A 8ª Turma do Tribunal Regional do Trabalho da 4ª Região confirmou o reconhecimento do vínculo de emprego entre uma atendente e uma loja de açaí, ainda que a prestação de serviços ocorresse apenas duas vezes por semana.
A decisão manteve sentença proferida pelo juízo da 14ª Vara do Trabalho de Porto Alegre, que assegurou à trabalhadora a anotação da Carteira de Trabalho e Previdência Social (CTPS), além do pagamento de férias e 13º salário proporcionais, depósitos do FGTS, recolhimentos previdenciários e multa prevista no artigo 477 da Consolidação das Leis do Trabalho, em razão do atraso no pagamento das verbas rescisórias.
Relação de trabalho e controvérsia
Conforme os autos, a relação jurídica perdurou por aproximadamente três meses, entre novembro de 2023 e fevereiro de 2024. Após formalizar pedido de demissão, a trabalhadora ajuizou reclamação trabalhista pleiteando o reconhecimento do vínculo empregatício.
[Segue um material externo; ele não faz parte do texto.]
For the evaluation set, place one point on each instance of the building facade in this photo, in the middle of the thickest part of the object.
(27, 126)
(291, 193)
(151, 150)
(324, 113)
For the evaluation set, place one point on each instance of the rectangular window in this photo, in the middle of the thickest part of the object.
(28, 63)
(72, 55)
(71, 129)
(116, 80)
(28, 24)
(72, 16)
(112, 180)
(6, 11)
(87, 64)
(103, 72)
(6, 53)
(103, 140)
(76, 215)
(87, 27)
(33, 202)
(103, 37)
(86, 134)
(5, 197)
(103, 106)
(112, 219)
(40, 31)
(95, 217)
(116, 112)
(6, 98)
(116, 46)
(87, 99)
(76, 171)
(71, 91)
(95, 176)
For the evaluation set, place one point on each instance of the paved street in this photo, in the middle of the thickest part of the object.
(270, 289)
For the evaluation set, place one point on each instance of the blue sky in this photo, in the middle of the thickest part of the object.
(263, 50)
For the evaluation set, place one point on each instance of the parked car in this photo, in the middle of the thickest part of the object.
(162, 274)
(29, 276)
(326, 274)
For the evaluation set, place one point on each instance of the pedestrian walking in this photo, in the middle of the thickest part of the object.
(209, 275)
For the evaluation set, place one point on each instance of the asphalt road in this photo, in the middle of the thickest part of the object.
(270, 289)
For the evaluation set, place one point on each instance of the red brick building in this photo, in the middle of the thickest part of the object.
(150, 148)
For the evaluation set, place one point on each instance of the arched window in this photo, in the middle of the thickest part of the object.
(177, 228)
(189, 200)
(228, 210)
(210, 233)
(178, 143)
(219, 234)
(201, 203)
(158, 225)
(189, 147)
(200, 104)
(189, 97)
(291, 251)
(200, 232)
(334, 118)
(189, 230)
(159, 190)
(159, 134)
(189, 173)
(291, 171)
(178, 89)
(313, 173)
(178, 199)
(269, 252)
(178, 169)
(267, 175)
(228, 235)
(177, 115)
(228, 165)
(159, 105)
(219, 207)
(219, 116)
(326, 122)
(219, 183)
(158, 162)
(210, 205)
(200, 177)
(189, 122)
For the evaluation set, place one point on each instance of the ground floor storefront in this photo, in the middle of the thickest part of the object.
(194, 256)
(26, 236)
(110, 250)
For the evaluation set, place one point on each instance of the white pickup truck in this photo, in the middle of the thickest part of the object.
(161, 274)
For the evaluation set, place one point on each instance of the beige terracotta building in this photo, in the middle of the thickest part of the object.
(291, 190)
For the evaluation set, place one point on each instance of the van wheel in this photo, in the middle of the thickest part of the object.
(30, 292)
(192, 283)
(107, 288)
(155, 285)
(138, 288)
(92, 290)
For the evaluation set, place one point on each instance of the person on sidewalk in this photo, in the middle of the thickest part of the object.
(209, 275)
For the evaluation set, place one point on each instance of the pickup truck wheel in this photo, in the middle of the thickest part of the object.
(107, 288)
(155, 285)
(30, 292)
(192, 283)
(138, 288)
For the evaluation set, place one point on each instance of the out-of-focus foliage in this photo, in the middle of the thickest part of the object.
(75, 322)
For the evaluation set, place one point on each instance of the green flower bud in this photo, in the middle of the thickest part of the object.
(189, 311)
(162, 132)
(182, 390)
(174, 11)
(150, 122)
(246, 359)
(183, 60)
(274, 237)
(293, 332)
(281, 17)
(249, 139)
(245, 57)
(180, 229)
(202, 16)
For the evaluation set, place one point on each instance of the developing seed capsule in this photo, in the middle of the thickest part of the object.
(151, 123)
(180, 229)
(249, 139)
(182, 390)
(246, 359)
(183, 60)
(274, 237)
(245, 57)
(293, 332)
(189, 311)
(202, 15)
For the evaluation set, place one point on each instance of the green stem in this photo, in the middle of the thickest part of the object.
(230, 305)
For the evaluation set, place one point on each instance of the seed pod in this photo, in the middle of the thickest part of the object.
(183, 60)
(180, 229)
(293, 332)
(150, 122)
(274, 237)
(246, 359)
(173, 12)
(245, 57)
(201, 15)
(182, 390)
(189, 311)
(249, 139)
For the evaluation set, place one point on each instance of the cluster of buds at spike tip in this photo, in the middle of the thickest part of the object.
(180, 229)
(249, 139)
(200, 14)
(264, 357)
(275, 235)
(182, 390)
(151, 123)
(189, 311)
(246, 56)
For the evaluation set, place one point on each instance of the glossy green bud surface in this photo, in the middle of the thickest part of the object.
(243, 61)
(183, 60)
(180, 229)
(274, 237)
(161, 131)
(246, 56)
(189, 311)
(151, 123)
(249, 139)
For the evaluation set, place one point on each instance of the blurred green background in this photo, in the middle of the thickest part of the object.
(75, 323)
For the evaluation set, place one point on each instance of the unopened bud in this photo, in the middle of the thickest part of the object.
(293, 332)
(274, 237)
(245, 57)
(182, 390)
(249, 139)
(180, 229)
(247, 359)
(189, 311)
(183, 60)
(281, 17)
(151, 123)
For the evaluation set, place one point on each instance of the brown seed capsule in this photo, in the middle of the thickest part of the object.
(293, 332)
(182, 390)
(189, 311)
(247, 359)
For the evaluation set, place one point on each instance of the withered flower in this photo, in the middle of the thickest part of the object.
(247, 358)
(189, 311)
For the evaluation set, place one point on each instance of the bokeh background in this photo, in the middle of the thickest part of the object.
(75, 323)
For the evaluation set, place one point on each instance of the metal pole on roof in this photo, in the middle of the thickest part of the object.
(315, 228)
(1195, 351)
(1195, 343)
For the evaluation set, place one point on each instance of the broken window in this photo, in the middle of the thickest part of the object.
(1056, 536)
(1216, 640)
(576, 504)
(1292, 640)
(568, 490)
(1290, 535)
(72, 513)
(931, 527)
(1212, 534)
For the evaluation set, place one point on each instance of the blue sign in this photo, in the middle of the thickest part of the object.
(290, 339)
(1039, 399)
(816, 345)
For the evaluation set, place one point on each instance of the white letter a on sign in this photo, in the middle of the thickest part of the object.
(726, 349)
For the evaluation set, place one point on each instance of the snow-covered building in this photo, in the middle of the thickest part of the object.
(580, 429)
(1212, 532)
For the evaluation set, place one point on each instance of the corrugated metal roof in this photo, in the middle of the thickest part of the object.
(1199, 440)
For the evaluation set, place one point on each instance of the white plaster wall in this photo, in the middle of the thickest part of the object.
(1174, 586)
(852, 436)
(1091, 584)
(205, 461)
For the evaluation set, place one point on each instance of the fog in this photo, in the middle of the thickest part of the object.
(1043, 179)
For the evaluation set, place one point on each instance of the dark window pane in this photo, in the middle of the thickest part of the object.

Sustentou que, embora não registrada, cumpria horários fixos, utilizava uniforme e estava sujeita a ordens diretas dos responsáveis pelo estabelecimento.
A empresa, por sua vez, alegou tratar-se de prestação de serviços autônoma, na condição de “freelancer”, argumentando inexistirem subordinação e habitualidade, especialmente porque o labor ocorria apenas às quintas e sextas-feiras.
Fundamentação das decisões
Na sentença, o juiz Daniel Souza de Nonohay concluiu estarem presentes os requisitos do artigo 3º da CLT — pessoalidade, habitualidade, onerosidade e subordinação — caracterizadores da relação de emprego.
Ao julgar o recurso ordinário, a 8ª Turma do TRT-4 manteve integralmente o entendimento de primeiro grau. O relator do acórdão, juiz convocado Frederico Russomano, ressaltou que a prestação de serviços em apenas dois dias por semana não afasta, por si só, o requisito da habitualidade.
Segundo consignado, a jurisprudência do Tribunal Superior do Trabalho admite a configuração do vínculo empregatício mesmo em jornadas reduzidas ou intermitentes, desde que comprovados os demais pressupostos legais — circunstância verificada no caso concreto.
O colegiado também destacou que a subordinação jurídica ficou evidenciada pelo conjunto probatório, incluindo comunicações anexadas aos autos e prova testemunhal, as quais demonstraram controle indireto da jornada e ausência de autonomia na definição dos dias e horários de trabalho.
Pedido de dispensa discriminatória
No mesmo processo, a reclamante alegou ter sido dispensada de forma discriminatória em razão de gravidez. Todavia, tanto o juízo de primeiro grau quanto o Tribunal reconheceram que a ruptura contratual ocorreu por iniciativa da própria trabalhadora, mediante pedido de demissão.
O julgamento contou ainda com a participação da desembargadora Brígida Joaquina Charão Barcellos e do desembargador Luiz Alberto de Vargas. Não houve interposição de novos recursos pelas partes.